With hair that's often partly blue or pink or adorned with flowers, butterflies, or fruit, Kendrick's quirky and colorful aesthetic certainly is in-line with the stylings of Japanese youth culture. And in her videos for the songs "Ways" and "Misery," both of which she produced, you'll find lots of cute quirk, from sunglass-wearing pineapples to naked Barbie bonfires. "Yeah, I realized when we had the shoot they were all about the rainbows and the glitter," admits Kendrick, who was photographed by Nero's Natalie Neal wearing a rainbow-colored fishnet swimsuit and made up with glittered eyelids and a popped bubblegum bubble on her lips.

But that bedazzled world of hers isn't the only beautiful thing about Ruby the Rabbitfoot. Her radiant music is turning heads, too — particularly 2014's New as Dew.

Released two years after Kendrick's debut No Weight No Chain, New as Dew is a vibrant, confident collection. "Honestly, I can't even listen to my first record," she admits. "It's so funny, because I feel like I'm just whining. I think maybe New as Dew is more sure-footed, like I think I might be having more fun."

Though No Weight shows some of what Kendrick's capable of, New as Dew gets the job done. More indie pop than the previous disc's alt-country leanings, the new record was inspired by artists like Fiona Apple and Cat Power. The result: songs that are shinier and less lovelorn than No Weight. "The first one seems so sad to me," she says. "This one has more jokes. I like to be funnier somehow. It's hard to do, I feel like, because you want to be taken seriously, but I really can't take myself too seriously."

One thing hasn't changed from one release to the next: the subject matter for her songs. "They're still all about boys, which is annoying," Kendrick says. "I'm really trying. It's hard, because, you know — love — everyone wants to write about it."

Kendrick humbly has no idea why the simple but enchanting track "Ways" is, so far, her most popular single. "That day I wrote the song, this boyfriend of mine at the time was gettin' on my nerves so bad, I just had to go," she laughs. "And so I just drove to Milledgeville [Ga.] I was just so frustrated ... he was driving me fucking crazy."

And then there's "Misery," the first song recorded for New. With vocals slightly reminiscent of Jenny Lewis, Kendrick sings, "I can see it in your eyes, you might ruin me." Kendrick explains, "You know when you really like someone, like to the point where you know they're probably gonna hurt your feelings, but you don't care?"

She adds, "It's kind of a fun and sexy song, like, 'Come on over here and make me miserable, like, whatever — just ruin my life, that's fine.'"

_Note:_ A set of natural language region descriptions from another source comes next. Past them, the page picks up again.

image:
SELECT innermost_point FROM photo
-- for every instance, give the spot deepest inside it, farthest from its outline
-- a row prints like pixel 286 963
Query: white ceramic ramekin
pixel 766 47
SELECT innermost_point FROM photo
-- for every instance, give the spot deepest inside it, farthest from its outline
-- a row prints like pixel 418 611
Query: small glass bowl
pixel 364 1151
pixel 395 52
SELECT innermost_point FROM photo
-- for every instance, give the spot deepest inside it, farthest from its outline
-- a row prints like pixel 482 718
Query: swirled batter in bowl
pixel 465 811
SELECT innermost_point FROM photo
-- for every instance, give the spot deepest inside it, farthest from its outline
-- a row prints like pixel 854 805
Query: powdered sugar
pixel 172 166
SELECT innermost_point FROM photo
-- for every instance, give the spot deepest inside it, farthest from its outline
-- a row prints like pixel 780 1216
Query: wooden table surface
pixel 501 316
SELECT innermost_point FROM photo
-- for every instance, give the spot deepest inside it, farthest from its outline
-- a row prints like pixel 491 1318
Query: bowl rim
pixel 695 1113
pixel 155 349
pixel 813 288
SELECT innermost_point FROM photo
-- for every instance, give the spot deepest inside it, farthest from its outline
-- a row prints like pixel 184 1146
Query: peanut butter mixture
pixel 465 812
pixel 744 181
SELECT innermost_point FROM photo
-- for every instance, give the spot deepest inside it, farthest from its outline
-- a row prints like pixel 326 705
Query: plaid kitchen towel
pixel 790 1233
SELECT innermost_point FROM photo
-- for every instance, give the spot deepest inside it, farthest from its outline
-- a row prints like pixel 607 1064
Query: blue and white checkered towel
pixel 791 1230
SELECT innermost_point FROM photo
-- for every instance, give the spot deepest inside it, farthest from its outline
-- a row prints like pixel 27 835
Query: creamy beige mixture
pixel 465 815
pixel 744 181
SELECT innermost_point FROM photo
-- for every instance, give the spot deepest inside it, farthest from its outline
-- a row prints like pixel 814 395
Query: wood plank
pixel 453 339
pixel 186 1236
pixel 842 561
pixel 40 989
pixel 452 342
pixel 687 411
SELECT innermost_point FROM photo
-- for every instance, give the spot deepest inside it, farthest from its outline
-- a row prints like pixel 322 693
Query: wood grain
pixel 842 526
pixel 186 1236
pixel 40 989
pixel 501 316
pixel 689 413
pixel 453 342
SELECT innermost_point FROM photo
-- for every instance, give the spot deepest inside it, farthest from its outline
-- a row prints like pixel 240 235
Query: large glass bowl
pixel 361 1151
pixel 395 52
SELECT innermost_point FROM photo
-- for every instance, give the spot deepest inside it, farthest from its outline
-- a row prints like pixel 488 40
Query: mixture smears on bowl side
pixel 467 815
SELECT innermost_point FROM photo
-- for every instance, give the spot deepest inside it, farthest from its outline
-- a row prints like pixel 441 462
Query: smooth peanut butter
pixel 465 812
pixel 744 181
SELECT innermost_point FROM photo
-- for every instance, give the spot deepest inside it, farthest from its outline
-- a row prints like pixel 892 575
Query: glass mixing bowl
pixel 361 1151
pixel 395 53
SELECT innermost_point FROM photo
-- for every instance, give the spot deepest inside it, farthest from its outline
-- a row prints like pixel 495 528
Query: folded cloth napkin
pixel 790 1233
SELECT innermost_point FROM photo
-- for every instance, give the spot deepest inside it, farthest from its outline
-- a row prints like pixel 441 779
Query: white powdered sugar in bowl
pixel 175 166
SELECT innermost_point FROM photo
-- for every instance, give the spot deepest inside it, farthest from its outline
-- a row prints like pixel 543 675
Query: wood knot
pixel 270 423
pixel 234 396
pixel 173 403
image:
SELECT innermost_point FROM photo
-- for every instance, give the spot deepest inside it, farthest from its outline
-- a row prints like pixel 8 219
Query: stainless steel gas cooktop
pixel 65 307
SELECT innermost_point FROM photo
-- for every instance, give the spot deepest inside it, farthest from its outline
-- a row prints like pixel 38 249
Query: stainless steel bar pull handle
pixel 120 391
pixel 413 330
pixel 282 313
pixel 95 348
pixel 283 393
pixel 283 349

Though Kendrick is still promoting New as Dew — in March, she'll release a video for the record's "As Bad as I Am," shot also by Los Angeles-based Neal — she's also apparently "balls deep" into the next album. The yet-to-be-titled record won't see the light of day until next year, but something tells us it'll be worth the wait. "I'm always listening to R&B and hip-hop, and I think with this new record, I'm really gonna go there — as much as I could do something like that," she says.

On songs like "New as Dew," Kendrick uses a delicate spoken-word style, which she reckons must come from her hankering for hip-hop. "It's like rap, but not like in the traditional sense," she says.

And you may find a cool cover or two on the next disc, too. "I'm working on a cover of Madonna's 'Take a Bow,'" she says. "It's like the hardest song I've ever freaking done. It's so intimidating, but I think just paying attention to that sort of slow BPM is gonna be good for me in the long run.

"I'm studying," Kendrick adds. "I'm like in R&B school right now, and it's really fun."